[LU-1687] Unloading lustre modules and reloading again leaves MDS with an empty /proc/fs/lustre Created: 27/Jul/12  Updated: 19/Apr/19  Resolved: 06/Aug/12

Status: Resolved
Project: Lustre
Component/s: None
Affects Version/s: Lustre 2.1.2
Fix Version/s: None

Type: Bug Priority: Minor
Reporter: Jay Lan (Inactive) Assignee: Lai Siyao
Resolution: Not a Bug Votes: 0
Labels: None
Environment:

https://github.com/jlan/lustre-nas/tree/nas-2.1.2
sanity-quota test_32
mds: service337
oss1: service261
oss2: service262
client: service331, service332


Attachments: File nas-config.sh.rhel62.212     File nas-make.sh.rhel62.212     File sanity-quota.test_32.tgz    
Issue Links:
Related
Severity: 3
Rank (Obsolete): 6179

 Description   

The sanity-quota test_32 failed in my testing.
After modules were unloaded and reloaded, the mds was left with an empty /proc/fs/lustre/. No file or subdirs under that directories. I had to reboot the mds and the clients to get them back. There were no error messages on service337 (mds) about problems of unloading and loading modules.

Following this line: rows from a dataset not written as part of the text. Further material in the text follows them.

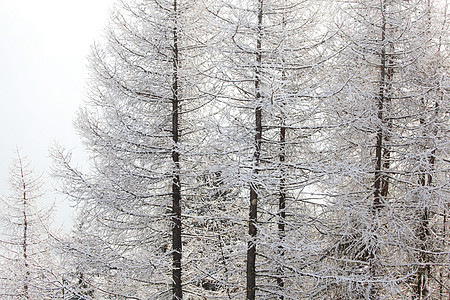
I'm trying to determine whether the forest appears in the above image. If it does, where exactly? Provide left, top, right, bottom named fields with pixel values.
left=0, top=0, right=450, bottom=300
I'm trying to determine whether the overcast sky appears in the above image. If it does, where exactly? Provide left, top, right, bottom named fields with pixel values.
left=0, top=0, right=114, bottom=227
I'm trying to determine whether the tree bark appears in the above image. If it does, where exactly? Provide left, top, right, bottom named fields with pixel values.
left=172, top=0, right=183, bottom=300
left=247, top=0, right=263, bottom=300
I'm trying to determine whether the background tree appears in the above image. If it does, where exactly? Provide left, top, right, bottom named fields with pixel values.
left=316, top=1, right=448, bottom=299
left=0, top=150, right=60, bottom=299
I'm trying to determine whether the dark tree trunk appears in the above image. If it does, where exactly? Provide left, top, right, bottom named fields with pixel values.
left=277, top=115, right=286, bottom=300
left=247, top=0, right=263, bottom=300
left=172, top=0, right=183, bottom=300
left=366, top=0, right=394, bottom=299
left=19, top=164, right=30, bottom=299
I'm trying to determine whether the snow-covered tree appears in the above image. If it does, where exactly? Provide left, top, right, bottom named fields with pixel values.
left=54, top=0, right=216, bottom=299
left=209, top=1, right=328, bottom=299
left=0, top=150, right=60, bottom=299
left=316, top=0, right=448, bottom=299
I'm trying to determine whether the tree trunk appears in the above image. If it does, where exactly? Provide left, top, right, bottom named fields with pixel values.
left=172, top=0, right=183, bottom=300
left=247, top=0, right=263, bottom=300
left=19, top=156, right=30, bottom=299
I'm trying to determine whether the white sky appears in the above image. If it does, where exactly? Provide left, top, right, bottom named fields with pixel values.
left=0, top=0, right=114, bottom=229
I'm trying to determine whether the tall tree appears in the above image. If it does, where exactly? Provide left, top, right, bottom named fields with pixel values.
left=55, top=0, right=211, bottom=299
left=0, top=150, right=58, bottom=299
left=209, top=1, right=326, bottom=299
left=318, top=1, right=445, bottom=299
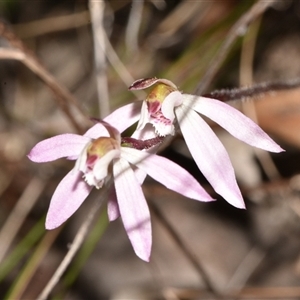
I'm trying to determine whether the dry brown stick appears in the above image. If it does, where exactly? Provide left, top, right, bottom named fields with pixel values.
left=195, top=0, right=278, bottom=95
left=0, top=21, right=87, bottom=133
left=13, top=10, right=90, bottom=39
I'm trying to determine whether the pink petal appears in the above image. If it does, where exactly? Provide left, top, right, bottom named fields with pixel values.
left=183, top=94, right=284, bottom=152
left=84, top=101, right=142, bottom=139
left=46, top=170, right=93, bottom=229
left=175, top=105, right=245, bottom=208
left=122, top=148, right=213, bottom=201
left=28, top=133, right=90, bottom=163
left=113, top=159, right=152, bottom=261
left=107, top=187, right=120, bottom=222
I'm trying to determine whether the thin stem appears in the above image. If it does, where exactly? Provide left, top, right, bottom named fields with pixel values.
left=195, top=0, right=278, bottom=95
left=37, top=184, right=111, bottom=300
left=8, top=227, right=63, bottom=299
left=89, top=0, right=110, bottom=119
left=0, top=177, right=46, bottom=263
left=0, top=21, right=87, bottom=133
left=125, top=0, right=144, bottom=54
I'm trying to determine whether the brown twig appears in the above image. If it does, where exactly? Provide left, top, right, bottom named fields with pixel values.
left=0, top=21, right=86, bottom=133
left=195, top=0, right=278, bottom=95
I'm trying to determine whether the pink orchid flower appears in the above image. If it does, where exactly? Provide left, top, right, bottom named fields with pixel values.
left=28, top=120, right=213, bottom=261
left=129, top=78, right=284, bottom=208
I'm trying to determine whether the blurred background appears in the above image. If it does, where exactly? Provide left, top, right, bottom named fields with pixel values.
left=0, top=0, right=300, bottom=300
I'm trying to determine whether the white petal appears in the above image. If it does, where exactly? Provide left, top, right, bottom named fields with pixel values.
left=161, top=91, right=183, bottom=123
left=93, top=149, right=120, bottom=180
left=121, top=148, right=213, bottom=201
left=84, top=101, right=142, bottom=139
left=175, top=105, right=245, bottom=208
left=113, top=159, right=152, bottom=261
left=183, top=94, right=284, bottom=152
left=136, top=101, right=150, bottom=130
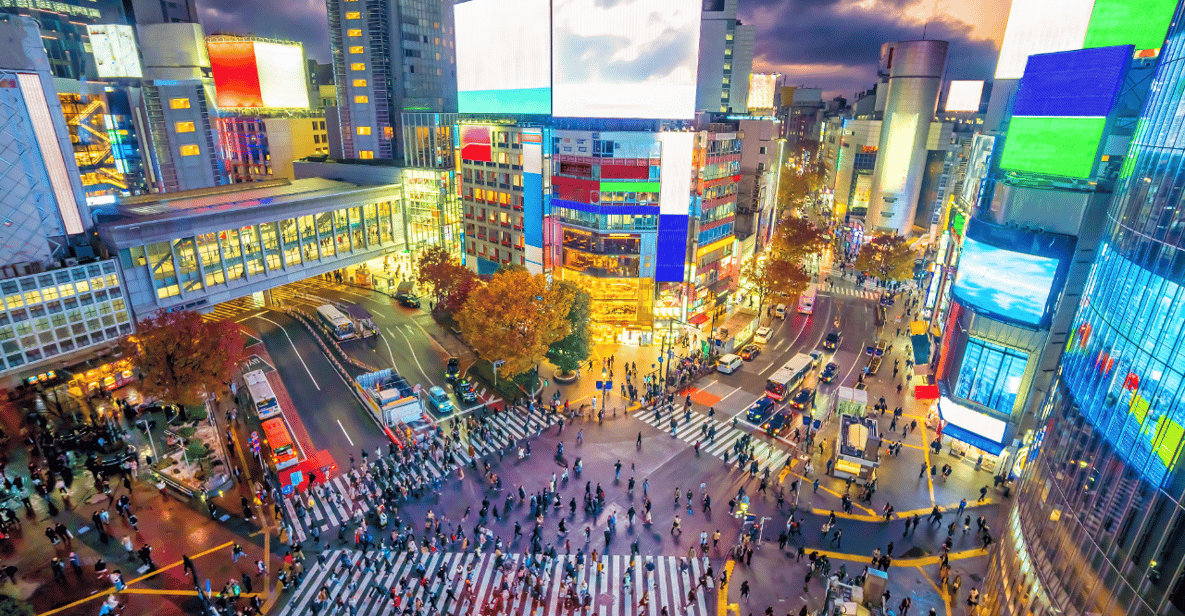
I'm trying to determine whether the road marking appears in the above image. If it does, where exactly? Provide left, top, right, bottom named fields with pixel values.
left=247, top=314, right=321, bottom=391
left=338, top=419, right=354, bottom=447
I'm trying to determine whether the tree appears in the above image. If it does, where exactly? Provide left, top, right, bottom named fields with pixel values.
left=120, top=310, right=246, bottom=406
left=856, top=235, right=917, bottom=281
left=456, top=270, right=574, bottom=377
left=547, top=281, right=593, bottom=374
left=773, top=216, right=828, bottom=263
left=741, top=255, right=811, bottom=314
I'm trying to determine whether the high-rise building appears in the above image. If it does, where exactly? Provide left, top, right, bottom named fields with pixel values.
left=696, top=0, right=757, bottom=114
left=984, top=2, right=1185, bottom=616
left=326, top=0, right=457, bottom=161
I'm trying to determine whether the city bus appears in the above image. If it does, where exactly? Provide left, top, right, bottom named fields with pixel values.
left=262, top=415, right=300, bottom=470
left=766, top=353, right=814, bottom=402
left=243, top=370, right=280, bottom=421
left=799, top=282, right=819, bottom=314
left=316, top=303, right=356, bottom=340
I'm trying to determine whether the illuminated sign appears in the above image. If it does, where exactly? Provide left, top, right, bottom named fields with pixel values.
left=87, top=24, right=143, bottom=79
left=453, top=0, right=551, bottom=114
left=206, top=38, right=308, bottom=109
left=551, top=0, right=703, bottom=120
left=944, top=79, right=984, bottom=113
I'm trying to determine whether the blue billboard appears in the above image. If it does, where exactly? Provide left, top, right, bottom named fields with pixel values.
left=953, top=220, right=1074, bottom=327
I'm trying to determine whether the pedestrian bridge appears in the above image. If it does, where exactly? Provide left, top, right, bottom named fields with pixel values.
left=98, top=178, right=406, bottom=317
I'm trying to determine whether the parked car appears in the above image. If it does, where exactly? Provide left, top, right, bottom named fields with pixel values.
left=428, top=387, right=454, bottom=416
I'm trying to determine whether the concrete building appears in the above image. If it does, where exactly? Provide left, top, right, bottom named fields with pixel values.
left=326, top=0, right=456, bottom=161
left=696, top=0, right=757, bottom=114
left=865, top=40, right=948, bottom=236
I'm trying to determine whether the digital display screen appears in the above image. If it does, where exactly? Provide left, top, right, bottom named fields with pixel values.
left=551, top=0, right=703, bottom=120
left=954, top=237, right=1061, bottom=325
left=1000, top=117, right=1107, bottom=178
left=453, top=0, right=551, bottom=114
left=944, top=79, right=984, bottom=113
left=87, top=25, right=143, bottom=79
left=1012, top=45, right=1133, bottom=117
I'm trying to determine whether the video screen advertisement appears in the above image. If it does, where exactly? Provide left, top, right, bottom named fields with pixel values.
left=551, top=0, right=703, bottom=120
left=953, top=219, right=1075, bottom=328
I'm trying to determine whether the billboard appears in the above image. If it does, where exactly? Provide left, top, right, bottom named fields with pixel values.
left=206, top=38, right=308, bottom=109
left=745, top=72, right=790, bottom=109
left=87, top=24, right=143, bottom=79
left=953, top=219, right=1074, bottom=327
left=551, top=0, right=703, bottom=120
left=453, top=0, right=551, bottom=114
left=943, top=79, right=984, bottom=113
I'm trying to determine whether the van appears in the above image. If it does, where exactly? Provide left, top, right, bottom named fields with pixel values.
left=716, top=353, right=744, bottom=374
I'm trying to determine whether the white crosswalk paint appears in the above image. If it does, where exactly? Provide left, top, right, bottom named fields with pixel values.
left=278, top=550, right=709, bottom=616
left=284, top=409, right=556, bottom=541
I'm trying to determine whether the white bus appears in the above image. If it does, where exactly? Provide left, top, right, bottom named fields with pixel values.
left=243, top=370, right=280, bottom=419
left=799, top=282, right=819, bottom=314
left=316, top=304, right=356, bottom=340
left=766, top=353, right=814, bottom=402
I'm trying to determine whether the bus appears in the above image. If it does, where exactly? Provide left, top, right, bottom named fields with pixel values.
left=766, top=353, right=814, bottom=402
left=262, top=415, right=300, bottom=470
left=243, top=370, right=280, bottom=421
left=799, top=282, right=819, bottom=314
left=316, top=303, right=356, bottom=340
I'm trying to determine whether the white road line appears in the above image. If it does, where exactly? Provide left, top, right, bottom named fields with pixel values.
left=252, top=314, right=321, bottom=391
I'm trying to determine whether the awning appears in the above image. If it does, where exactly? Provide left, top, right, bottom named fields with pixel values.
left=914, top=385, right=939, bottom=400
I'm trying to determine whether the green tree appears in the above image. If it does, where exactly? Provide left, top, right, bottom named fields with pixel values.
left=120, top=310, right=246, bottom=406
left=856, top=233, right=917, bottom=282
left=547, top=281, right=593, bottom=374
left=456, top=270, right=574, bottom=377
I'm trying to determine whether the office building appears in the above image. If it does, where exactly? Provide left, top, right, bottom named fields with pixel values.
left=326, top=0, right=457, bottom=161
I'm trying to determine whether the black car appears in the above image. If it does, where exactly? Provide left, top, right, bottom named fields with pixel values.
left=395, top=291, right=419, bottom=308
left=790, top=389, right=814, bottom=409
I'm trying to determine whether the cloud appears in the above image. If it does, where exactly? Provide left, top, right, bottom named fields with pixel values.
left=197, top=0, right=329, bottom=63
left=741, top=0, right=1007, bottom=97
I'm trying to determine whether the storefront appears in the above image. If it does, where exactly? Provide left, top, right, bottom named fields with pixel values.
left=831, top=415, right=880, bottom=486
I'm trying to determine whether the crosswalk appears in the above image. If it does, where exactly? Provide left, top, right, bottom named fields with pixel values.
left=283, top=409, right=557, bottom=541
left=278, top=550, right=716, bottom=616
left=634, top=404, right=794, bottom=471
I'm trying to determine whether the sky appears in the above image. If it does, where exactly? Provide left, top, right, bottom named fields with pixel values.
left=196, top=0, right=1011, bottom=100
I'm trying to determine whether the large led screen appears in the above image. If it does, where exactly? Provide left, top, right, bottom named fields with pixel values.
left=551, top=0, right=703, bottom=120
left=87, top=25, right=143, bottom=79
left=1000, top=117, right=1107, bottom=178
left=453, top=0, right=551, bottom=114
left=953, top=232, right=1062, bottom=326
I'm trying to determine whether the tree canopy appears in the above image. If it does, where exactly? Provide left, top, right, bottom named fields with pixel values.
left=456, top=269, right=575, bottom=377
left=120, top=310, right=246, bottom=405
left=547, top=281, right=593, bottom=373
left=856, top=235, right=917, bottom=281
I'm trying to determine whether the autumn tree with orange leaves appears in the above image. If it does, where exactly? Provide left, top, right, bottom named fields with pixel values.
left=120, top=310, right=246, bottom=406
left=456, top=269, right=572, bottom=377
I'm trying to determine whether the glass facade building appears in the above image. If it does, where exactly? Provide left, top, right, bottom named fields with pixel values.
left=985, top=7, right=1185, bottom=616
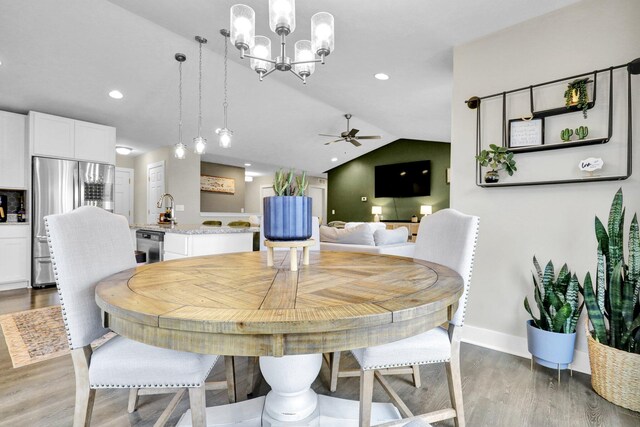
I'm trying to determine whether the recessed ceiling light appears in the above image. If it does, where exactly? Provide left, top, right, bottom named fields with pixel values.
left=109, top=90, right=124, bottom=99
left=116, top=145, right=133, bottom=156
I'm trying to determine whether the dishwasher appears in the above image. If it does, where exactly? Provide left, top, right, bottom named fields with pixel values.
left=136, top=230, right=164, bottom=264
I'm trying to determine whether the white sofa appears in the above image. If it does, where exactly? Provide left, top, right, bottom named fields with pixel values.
left=320, top=222, right=415, bottom=258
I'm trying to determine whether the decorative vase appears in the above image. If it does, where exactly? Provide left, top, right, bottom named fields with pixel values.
left=587, top=330, right=640, bottom=412
left=262, top=196, right=312, bottom=241
left=484, top=170, right=500, bottom=184
left=527, top=320, right=576, bottom=369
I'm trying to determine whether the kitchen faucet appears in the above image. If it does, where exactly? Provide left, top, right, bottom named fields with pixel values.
left=156, top=193, right=176, bottom=226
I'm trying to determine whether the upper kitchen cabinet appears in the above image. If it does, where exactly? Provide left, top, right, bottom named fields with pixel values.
left=29, top=111, right=116, bottom=165
left=0, top=111, right=27, bottom=189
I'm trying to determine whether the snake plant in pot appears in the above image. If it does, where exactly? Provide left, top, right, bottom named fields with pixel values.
left=583, top=189, right=640, bottom=411
left=263, top=169, right=312, bottom=241
left=524, top=256, right=584, bottom=371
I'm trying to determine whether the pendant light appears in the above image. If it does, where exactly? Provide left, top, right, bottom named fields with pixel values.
left=216, top=29, right=233, bottom=148
left=193, top=36, right=207, bottom=155
left=173, top=53, right=187, bottom=160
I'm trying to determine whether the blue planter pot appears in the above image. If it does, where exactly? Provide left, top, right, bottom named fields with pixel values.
left=262, top=196, right=312, bottom=240
left=527, top=320, right=576, bottom=369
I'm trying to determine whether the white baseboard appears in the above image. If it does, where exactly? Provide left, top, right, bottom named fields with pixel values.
left=462, top=325, right=591, bottom=374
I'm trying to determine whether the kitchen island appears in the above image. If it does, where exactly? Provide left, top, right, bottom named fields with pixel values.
left=130, top=224, right=260, bottom=261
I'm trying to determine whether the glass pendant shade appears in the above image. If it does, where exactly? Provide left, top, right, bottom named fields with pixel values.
left=269, top=0, right=296, bottom=35
left=311, top=12, right=335, bottom=56
left=294, top=40, right=316, bottom=76
left=173, top=142, right=187, bottom=160
left=230, top=4, right=256, bottom=51
left=193, top=136, right=207, bottom=154
left=216, top=128, right=233, bottom=148
left=250, top=36, right=273, bottom=73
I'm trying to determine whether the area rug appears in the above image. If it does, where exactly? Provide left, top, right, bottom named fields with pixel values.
left=0, top=305, right=114, bottom=368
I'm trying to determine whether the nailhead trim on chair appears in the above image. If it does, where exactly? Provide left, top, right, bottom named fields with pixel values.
left=44, top=218, right=75, bottom=350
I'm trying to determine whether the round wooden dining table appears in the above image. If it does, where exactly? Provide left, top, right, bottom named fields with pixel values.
left=96, top=251, right=463, bottom=425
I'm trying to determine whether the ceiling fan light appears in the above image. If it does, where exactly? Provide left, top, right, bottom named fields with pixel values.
left=250, top=36, right=273, bottom=73
left=269, top=0, right=296, bottom=36
left=173, top=142, right=187, bottom=160
left=294, top=40, right=316, bottom=76
left=193, top=136, right=207, bottom=155
left=311, top=12, right=335, bottom=56
left=229, top=4, right=256, bottom=51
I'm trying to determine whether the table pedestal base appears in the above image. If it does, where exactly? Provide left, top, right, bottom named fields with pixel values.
left=177, top=395, right=402, bottom=427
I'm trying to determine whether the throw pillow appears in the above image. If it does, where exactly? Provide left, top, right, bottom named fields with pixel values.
left=373, top=227, right=409, bottom=246
left=320, top=224, right=375, bottom=246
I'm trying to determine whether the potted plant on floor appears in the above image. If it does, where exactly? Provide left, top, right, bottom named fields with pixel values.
left=263, top=170, right=312, bottom=241
left=524, top=256, right=584, bottom=379
left=476, top=144, right=518, bottom=184
left=583, top=189, right=640, bottom=411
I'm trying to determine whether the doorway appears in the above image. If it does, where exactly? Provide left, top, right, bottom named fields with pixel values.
left=114, top=168, right=134, bottom=224
left=147, top=160, right=165, bottom=224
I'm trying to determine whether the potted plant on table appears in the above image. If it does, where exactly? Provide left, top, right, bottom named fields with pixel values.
left=564, top=78, right=589, bottom=119
left=263, top=170, right=312, bottom=241
left=476, top=144, right=518, bottom=184
left=583, top=189, right=640, bottom=411
left=524, top=256, right=584, bottom=380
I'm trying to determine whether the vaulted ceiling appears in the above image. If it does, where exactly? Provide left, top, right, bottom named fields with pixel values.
left=0, top=0, right=578, bottom=175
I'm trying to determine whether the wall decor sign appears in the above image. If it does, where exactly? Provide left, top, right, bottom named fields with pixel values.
left=509, top=118, right=544, bottom=148
left=200, top=175, right=236, bottom=194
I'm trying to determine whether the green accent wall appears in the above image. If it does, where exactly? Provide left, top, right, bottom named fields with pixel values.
left=327, top=139, right=451, bottom=221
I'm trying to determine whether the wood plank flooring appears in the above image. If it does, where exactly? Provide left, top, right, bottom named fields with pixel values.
left=0, top=289, right=640, bottom=427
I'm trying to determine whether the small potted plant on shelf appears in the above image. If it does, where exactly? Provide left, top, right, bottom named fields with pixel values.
left=564, top=78, right=589, bottom=119
left=524, top=256, right=584, bottom=379
left=583, top=189, right=640, bottom=411
left=263, top=169, right=312, bottom=241
left=476, top=144, right=518, bottom=184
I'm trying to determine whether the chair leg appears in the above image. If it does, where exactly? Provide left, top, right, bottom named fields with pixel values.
left=224, top=356, right=237, bottom=403
left=359, top=370, right=375, bottom=427
left=127, top=388, right=138, bottom=414
left=71, top=345, right=96, bottom=427
left=412, top=365, right=422, bottom=388
left=189, top=383, right=207, bottom=427
left=329, top=351, right=342, bottom=393
left=445, top=360, right=465, bottom=427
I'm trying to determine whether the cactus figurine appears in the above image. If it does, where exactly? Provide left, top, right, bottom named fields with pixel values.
left=560, top=128, right=577, bottom=142
left=576, top=126, right=589, bottom=139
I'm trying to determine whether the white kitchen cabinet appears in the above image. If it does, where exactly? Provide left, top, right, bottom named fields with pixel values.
left=0, top=224, right=30, bottom=290
left=0, top=111, right=27, bottom=189
left=75, top=120, right=116, bottom=165
left=164, top=233, right=253, bottom=261
left=29, top=111, right=116, bottom=164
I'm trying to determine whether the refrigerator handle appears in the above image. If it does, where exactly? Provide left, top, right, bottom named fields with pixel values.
left=73, top=163, right=80, bottom=209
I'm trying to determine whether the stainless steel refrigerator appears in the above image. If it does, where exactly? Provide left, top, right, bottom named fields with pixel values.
left=31, top=157, right=115, bottom=288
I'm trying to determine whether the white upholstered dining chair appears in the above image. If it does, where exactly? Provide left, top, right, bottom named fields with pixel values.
left=45, top=206, right=234, bottom=427
left=331, top=209, right=479, bottom=427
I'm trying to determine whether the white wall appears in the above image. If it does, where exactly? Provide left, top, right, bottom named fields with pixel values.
left=451, top=0, right=640, bottom=371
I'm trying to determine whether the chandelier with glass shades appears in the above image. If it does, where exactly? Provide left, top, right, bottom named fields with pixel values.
left=230, top=0, right=334, bottom=84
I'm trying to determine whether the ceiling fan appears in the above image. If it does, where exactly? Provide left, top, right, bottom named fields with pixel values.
left=318, top=114, right=381, bottom=147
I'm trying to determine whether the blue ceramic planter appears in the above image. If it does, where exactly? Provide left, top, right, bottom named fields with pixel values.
left=527, top=320, right=576, bottom=369
left=262, top=196, right=312, bottom=240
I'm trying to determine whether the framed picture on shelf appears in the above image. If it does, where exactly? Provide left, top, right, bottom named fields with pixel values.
left=507, top=118, right=544, bottom=148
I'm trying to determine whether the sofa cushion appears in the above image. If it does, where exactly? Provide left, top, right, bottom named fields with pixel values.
left=373, top=227, right=409, bottom=246
left=320, top=224, right=375, bottom=246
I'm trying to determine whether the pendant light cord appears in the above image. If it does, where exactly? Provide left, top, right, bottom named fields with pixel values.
left=222, top=36, right=229, bottom=129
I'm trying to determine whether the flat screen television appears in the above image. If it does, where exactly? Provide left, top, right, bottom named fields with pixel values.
left=375, top=160, right=431, bottom=197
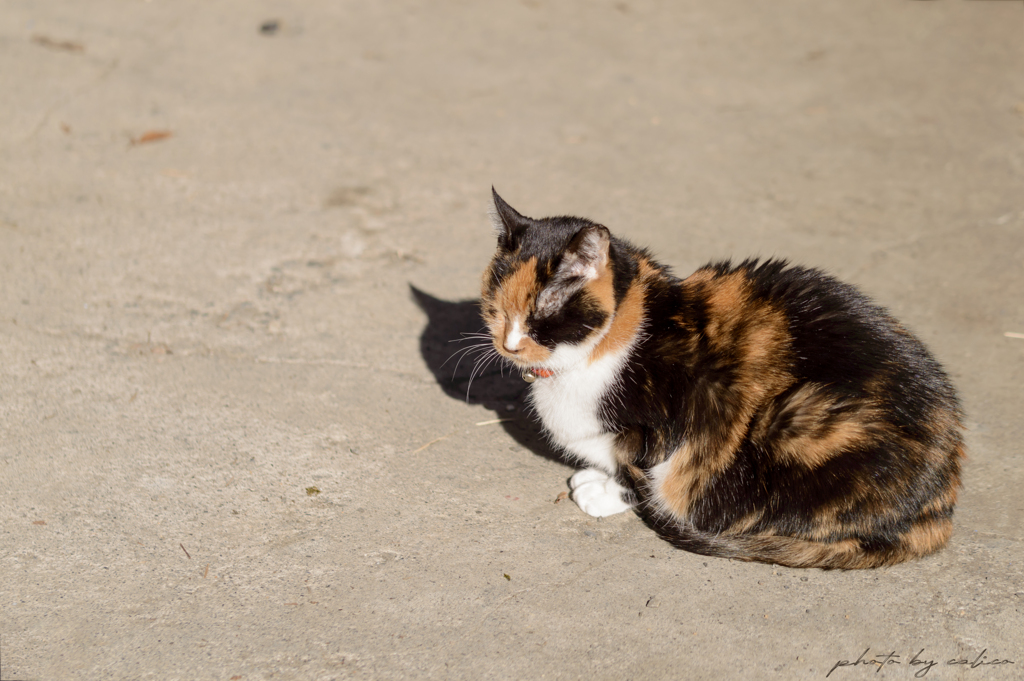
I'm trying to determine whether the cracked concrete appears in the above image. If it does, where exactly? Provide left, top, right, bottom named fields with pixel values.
left=0, top=0, right=1024, bottom=681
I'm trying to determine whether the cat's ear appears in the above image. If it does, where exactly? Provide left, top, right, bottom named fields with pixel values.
left=490, top=186, right=530, bottom=250
left=558, top=224, right=611, bottom=282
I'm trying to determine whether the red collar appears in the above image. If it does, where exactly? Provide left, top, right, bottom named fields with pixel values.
left=522, top=367, right=555, bottom=383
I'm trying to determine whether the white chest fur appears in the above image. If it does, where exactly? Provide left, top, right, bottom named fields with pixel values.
left=530, top=348, right=629, bottom=475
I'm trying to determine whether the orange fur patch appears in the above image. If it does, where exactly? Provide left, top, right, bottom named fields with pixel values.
left=765, top=384, right=881, bottom=469
left=590, top=280, right=644, bottom=363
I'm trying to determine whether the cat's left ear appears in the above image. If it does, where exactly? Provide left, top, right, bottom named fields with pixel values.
left=558, top=224, right=611, bottom=282
left=490, top=186, right=531, bottom=251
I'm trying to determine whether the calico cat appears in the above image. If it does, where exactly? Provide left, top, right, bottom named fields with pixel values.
left=481, top=190, right=964, bottom=568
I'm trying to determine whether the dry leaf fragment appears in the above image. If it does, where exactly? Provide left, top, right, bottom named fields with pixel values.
left=131, top=130, right=174, bottom=146
left=32, top=33, right=85, bottom=52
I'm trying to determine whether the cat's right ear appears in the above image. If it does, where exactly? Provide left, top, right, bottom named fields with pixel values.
left=490, top=186, right=530, bottom=251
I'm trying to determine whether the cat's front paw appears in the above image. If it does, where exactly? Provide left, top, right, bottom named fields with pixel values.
left=569, top=468, right=632, bottom=518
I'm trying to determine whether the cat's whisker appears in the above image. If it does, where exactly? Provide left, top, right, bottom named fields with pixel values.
left=441, top=343, right=494, bottom=379
left=466, top=347, right=502, bottom=401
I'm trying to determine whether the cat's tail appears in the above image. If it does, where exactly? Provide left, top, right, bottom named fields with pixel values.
left=648, top=517, right=953, bottom=569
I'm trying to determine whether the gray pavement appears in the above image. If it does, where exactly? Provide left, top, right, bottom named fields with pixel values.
left=0, top=0, right=1024, bottom=681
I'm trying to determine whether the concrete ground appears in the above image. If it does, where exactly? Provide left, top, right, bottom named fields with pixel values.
left=0, top=0, right=1024, bottom=681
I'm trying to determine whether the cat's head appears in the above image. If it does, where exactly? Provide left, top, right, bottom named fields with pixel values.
left=481, top=189, right=615, bottom=370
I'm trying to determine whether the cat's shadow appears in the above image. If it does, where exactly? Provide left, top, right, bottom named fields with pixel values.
left=409, top=285, right=565, bottom=463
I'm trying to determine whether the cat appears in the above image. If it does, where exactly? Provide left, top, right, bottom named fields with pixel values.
left=481, top=187, right=965, bottom=568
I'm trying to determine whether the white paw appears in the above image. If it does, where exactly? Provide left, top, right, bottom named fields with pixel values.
left=569, top=468, right=632, bottom=518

The problem is reproducible. Fortunately, we do not need to perform this sequence of operation on mds often.



 Comments   
Comment by Peter Jones [ 27/Jul/12 ]

Lai

Could you please look into this one?

Thanks

Peter

Comment by Lai Siyao [ 30/Jul/12 ]

I can't reproduce in my setup, I'll look more into debuglog and code to find the cause.

Comment by Jay Lan (Inactive) [ 30/Jul/12 ]

Fortunately I am still able to reproduce. Let me know what I can do to help debug this problem.

BTW, the source of our lustre source can be git cloned from
https://github.com/jlan/lustre-nas/commits/nas-2.1.2

Comment by Lai Siyao [ 31/Jul/12 ]

I can't build lustre against your git code because LUSTRE_KERNEL_VERSION is undefined. Git log shows it's removed in commit c2751b31e55518d1791cd5b87adc842f4fbbee83, could you help verify it? And if the code can be built on your system, could you output /proc/fs/lustre/version?

Comment by Jay Lan (Inactive) [ 31/Jul/12 ]

I checked again, the commit c2751b3 is in nas-2.1.2 branch. It was not removed or reversed.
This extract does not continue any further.